= Sandy Johnson (director) =

British television director

Sandy Johnson is a Scottish director who has directed episodes of The Comic Strip Presents, Inspector Morse, A Touch of Frost, The Ruth Rendell Mysteries, Jonathan Creek and Auf Wiedersehen, Pet.

== Early life and education ==
Johnson's father Alfred managed a hotel near Loch Lomond which was frequented by celebrities and film stars touring the UK. Betty Hutton stayed there when appearing at the Glasgow Empire in 1952, also the likes of Laurence Olivier and Vivien Leigh, Glynis Johns, Richard Todd (whose Irish Wolfhounds were bigger than him), Jack Train, Kenneth Wolstenholme, Ralph Reader and Terence Rattigan.
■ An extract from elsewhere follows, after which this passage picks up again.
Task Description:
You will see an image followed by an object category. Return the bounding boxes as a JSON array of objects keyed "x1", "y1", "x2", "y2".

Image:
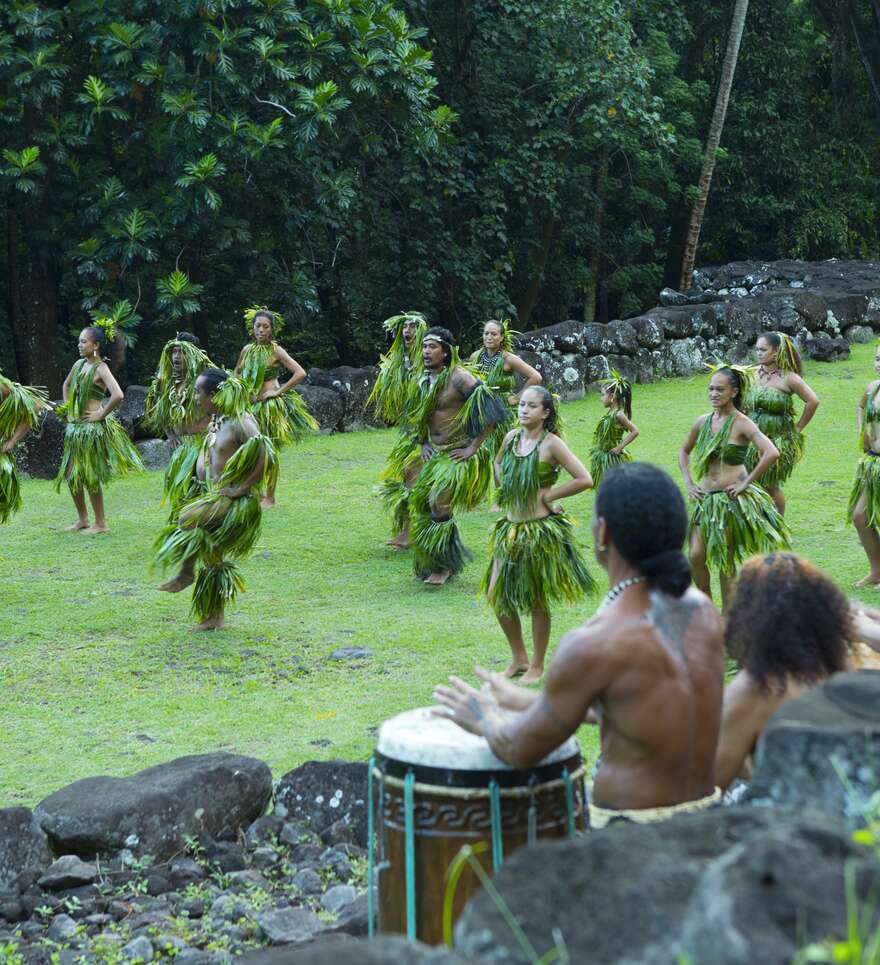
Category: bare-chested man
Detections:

In 1955 Johnson (aged 2) was introduced to Tyrone Power who was visiting Glasgow to present Ruchill Hospital with equipment funded by the Roosevelt Memorial (Polio) Fund.

== Career ==
His first full-length film was Coast to Coast (1987) written by Stan Hey and starring John Shea, Lenny Henry and Pete Postlethwaite. In Scotland he directed Leaving (1988), The Gift (1989) and The Wreck on the Highway (1990) starring Lynn Anderson.

In 1989 Johnson directed Defrosting The Fridge, written by Ray Connolly and starring Joe Don Baker.

In the 1990s he directed Gone to the Dogs, Gone to Seed and Roughnecks. In Australia he directed Supernova starring Rob Brydon. He directed the final two episodes of the first series of Kingdom and a 2007 episode of The Last Detective.

In 2001 he directed Adrian Mole: The Cappuccino Years starring Stephen Mangan and Alison Steadman, written by Sue Townsend.

In 2008 he directed Love Soup, written by David Renwick and starring Tamsin Greig, and Series 2–7 of Benidorm (29 episodes from 2008 to 2015) written by Derren Litten.

In 1998 he won a BAFTA for Best Drama Series for Jonathan Creek, and in both 2009 and 2011 won BAFTAs for Harry & Paul.

While studying drawing and painting at Glasgow School of Art in the 1970s, he was also an actor. He played several roles with Strathclyde Theatre Group and on film including one of the Knights of Ni in Monty Python and the Holy Grail.